The Rise and Fall of Generative AI Projects
Gartner’s recent prediction paints a sobering picture for the future of generative AI projects. Despite the current buzz surrounding this technology, the research firm forecasts that nearly one-third of these initiatives will be abandoned after the proof-of-concept stage by the end of 2025. This projection highlights the significant challenges organizations face when implementing generative AI solutions.
Key Challenges and Costs
- Poor data quality, inadequate risk controls, and unclear business value are major hurdles.
- Deployment costs can range from $5 million to $20 million.
- Embedding generative AI APIs in custom apps can cost up to $1 million upfront and $1200 per user annually.
- Customizing generative AI models for virtual assistants can cost up to $6.5 million upfront and $11,000 per user annually.
- Building custom AI models from scratch can cost up to $20 million upfront and $21,000 per user annually.

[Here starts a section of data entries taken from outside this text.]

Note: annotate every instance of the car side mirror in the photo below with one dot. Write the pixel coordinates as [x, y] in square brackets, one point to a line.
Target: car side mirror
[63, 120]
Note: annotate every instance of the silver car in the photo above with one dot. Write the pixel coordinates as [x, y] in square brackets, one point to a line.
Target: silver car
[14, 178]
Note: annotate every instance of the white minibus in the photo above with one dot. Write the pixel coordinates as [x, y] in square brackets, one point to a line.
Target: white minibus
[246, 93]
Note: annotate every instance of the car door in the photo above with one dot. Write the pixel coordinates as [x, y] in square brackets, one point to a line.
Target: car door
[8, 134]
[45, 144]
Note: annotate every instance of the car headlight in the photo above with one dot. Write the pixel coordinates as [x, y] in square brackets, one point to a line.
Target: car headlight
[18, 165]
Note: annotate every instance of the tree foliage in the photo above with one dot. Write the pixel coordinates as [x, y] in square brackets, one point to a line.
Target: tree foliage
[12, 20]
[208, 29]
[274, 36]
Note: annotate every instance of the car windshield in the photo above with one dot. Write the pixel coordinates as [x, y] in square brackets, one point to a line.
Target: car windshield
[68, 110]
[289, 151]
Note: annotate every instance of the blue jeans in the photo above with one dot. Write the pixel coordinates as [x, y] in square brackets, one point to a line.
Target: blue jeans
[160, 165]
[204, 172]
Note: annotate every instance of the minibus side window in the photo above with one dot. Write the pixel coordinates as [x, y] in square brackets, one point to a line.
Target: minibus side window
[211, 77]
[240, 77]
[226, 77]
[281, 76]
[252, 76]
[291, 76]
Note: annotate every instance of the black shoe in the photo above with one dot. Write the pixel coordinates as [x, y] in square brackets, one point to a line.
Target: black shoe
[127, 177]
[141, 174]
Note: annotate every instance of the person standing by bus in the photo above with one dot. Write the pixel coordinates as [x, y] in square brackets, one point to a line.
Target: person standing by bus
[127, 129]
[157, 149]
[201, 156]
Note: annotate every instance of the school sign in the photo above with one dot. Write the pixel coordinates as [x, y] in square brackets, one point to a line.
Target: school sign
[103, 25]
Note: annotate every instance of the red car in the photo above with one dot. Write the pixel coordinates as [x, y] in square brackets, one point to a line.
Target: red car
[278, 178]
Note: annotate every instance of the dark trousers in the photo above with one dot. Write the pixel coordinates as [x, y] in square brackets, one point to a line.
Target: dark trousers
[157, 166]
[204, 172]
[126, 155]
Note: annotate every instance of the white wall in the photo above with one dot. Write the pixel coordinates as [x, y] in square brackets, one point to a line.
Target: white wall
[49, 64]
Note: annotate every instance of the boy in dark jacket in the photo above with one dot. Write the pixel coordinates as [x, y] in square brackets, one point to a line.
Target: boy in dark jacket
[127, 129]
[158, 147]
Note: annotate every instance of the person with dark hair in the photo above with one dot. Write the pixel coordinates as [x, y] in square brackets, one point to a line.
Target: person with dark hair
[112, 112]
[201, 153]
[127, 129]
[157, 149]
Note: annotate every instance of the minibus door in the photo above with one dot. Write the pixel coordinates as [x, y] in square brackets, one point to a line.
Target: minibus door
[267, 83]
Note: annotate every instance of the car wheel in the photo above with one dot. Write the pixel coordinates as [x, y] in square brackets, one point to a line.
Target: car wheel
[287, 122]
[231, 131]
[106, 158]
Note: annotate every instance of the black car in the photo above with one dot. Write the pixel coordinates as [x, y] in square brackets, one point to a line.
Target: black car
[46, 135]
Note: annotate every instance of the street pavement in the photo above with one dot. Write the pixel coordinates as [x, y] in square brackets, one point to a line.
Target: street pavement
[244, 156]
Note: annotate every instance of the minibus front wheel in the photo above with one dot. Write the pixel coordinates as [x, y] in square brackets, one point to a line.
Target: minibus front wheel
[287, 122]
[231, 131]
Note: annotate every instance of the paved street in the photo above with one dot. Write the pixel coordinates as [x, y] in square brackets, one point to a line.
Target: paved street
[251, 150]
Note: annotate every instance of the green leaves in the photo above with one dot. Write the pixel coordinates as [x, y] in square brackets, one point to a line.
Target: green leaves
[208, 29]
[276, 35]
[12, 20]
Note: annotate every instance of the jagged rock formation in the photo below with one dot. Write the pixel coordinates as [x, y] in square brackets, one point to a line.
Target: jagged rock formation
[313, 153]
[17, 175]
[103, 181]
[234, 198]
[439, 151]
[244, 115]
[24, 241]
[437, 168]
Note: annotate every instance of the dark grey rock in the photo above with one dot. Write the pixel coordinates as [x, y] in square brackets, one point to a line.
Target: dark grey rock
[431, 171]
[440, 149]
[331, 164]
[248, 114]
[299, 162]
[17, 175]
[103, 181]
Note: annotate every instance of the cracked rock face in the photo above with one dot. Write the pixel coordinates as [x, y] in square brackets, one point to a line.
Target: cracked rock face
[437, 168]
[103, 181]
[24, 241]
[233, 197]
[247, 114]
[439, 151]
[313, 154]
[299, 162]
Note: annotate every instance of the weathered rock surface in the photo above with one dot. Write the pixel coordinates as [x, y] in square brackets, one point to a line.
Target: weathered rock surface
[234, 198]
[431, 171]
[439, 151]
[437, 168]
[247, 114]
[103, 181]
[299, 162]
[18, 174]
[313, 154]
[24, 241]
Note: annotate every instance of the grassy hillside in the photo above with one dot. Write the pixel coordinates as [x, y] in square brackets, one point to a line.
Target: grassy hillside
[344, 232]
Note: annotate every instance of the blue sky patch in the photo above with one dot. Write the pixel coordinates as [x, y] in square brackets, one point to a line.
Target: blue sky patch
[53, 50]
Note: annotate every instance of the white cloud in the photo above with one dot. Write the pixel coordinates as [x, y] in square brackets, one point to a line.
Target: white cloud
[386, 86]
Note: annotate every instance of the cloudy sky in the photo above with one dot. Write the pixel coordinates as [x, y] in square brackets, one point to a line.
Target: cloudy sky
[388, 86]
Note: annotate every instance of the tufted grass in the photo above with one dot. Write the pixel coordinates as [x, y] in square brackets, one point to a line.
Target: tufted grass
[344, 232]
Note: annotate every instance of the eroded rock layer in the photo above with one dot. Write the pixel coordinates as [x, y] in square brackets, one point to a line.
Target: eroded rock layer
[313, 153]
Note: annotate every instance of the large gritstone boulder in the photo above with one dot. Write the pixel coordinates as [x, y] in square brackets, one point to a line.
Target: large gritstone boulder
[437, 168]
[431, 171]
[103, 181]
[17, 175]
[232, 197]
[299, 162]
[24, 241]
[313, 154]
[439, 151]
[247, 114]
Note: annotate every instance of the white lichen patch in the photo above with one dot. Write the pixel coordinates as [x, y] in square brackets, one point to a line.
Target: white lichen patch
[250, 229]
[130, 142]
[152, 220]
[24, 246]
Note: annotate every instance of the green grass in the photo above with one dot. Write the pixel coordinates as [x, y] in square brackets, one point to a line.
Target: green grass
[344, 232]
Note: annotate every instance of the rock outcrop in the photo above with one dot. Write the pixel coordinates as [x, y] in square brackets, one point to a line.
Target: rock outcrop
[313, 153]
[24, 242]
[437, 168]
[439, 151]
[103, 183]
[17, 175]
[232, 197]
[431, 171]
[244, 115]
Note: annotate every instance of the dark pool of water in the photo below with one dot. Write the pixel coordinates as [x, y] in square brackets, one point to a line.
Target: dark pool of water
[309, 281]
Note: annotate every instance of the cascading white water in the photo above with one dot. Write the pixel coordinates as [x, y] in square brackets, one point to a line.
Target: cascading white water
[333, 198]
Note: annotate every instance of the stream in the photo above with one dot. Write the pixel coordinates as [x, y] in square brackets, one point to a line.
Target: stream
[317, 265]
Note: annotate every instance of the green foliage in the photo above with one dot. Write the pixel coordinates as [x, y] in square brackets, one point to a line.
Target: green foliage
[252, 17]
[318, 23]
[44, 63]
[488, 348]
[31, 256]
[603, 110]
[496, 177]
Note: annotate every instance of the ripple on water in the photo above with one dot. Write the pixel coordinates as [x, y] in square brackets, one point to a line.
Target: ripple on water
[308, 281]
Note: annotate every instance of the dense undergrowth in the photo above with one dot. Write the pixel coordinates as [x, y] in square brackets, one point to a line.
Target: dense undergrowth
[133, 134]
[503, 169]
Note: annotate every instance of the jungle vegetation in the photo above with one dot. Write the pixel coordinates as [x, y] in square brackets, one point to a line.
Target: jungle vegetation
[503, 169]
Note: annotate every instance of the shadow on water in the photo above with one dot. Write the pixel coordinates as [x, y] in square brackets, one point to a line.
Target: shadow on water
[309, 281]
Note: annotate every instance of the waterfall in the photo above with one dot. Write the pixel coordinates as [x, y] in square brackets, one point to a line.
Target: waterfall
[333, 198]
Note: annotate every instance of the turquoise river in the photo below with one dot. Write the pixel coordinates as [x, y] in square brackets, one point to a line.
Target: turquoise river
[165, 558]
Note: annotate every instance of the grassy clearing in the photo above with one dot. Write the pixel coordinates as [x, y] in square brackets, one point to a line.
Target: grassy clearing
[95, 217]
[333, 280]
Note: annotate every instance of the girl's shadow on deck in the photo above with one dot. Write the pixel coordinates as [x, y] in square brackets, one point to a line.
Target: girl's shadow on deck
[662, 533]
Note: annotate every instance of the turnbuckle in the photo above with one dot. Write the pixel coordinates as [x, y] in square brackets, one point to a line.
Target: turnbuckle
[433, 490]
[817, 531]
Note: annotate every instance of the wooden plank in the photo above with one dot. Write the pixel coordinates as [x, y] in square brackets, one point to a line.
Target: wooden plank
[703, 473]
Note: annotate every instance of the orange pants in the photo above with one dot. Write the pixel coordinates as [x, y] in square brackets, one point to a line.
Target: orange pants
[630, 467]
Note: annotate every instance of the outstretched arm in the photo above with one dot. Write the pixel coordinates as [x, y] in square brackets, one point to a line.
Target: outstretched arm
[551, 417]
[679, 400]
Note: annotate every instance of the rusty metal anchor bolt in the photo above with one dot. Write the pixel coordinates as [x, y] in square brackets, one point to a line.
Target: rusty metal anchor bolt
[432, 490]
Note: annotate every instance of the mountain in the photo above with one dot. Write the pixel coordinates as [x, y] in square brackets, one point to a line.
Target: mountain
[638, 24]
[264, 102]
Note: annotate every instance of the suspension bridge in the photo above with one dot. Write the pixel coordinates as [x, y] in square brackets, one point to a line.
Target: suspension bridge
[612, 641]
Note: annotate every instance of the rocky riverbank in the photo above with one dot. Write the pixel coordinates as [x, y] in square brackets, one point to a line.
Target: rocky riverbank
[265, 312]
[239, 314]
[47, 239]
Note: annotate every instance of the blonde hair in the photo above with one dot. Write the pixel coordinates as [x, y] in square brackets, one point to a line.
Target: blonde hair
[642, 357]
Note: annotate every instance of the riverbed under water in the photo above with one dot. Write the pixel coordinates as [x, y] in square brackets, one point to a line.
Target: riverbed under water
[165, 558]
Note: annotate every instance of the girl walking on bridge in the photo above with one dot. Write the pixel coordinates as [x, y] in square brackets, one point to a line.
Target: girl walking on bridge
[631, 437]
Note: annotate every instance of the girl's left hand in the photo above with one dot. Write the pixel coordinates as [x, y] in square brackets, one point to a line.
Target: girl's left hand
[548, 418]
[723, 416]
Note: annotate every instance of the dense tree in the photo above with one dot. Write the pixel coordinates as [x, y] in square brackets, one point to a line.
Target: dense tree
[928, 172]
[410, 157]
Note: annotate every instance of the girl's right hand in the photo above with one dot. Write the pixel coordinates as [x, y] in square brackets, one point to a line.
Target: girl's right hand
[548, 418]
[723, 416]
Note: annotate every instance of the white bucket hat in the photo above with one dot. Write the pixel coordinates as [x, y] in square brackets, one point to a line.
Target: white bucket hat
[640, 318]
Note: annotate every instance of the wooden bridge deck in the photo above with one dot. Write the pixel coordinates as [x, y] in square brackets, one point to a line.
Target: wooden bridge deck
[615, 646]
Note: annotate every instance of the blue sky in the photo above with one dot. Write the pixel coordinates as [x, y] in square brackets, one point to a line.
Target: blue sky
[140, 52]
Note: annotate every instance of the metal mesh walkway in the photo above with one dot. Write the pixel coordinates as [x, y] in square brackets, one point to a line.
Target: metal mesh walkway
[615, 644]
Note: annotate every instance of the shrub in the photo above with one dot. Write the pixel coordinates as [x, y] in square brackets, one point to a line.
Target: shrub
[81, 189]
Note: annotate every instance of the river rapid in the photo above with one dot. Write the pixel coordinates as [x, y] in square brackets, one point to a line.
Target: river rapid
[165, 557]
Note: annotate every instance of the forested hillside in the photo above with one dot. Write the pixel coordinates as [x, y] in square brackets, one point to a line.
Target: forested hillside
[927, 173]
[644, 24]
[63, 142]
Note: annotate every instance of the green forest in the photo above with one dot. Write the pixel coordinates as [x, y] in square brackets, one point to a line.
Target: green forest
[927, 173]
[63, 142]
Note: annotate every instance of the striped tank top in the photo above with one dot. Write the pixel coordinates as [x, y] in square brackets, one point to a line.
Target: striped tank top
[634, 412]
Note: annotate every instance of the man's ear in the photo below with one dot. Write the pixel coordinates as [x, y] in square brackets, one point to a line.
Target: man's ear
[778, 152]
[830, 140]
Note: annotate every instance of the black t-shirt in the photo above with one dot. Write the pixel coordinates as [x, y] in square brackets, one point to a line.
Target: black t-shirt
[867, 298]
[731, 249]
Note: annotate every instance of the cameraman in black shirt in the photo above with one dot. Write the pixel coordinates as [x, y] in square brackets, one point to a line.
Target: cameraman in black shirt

Balancing Costs and Benefits
Despite the high costs and potential for project abandonment, early adopters have reported significant benefits. A recent Gartner survey revealed average improvements of 15.8% in revenue, 15.2% in cost savings, and 22.6% in productivity. To maximize the chances of success, organizations must carefully analyze the business value and total costs of generative AI implementation. This analysis should consider both direct return on investment and future value impact.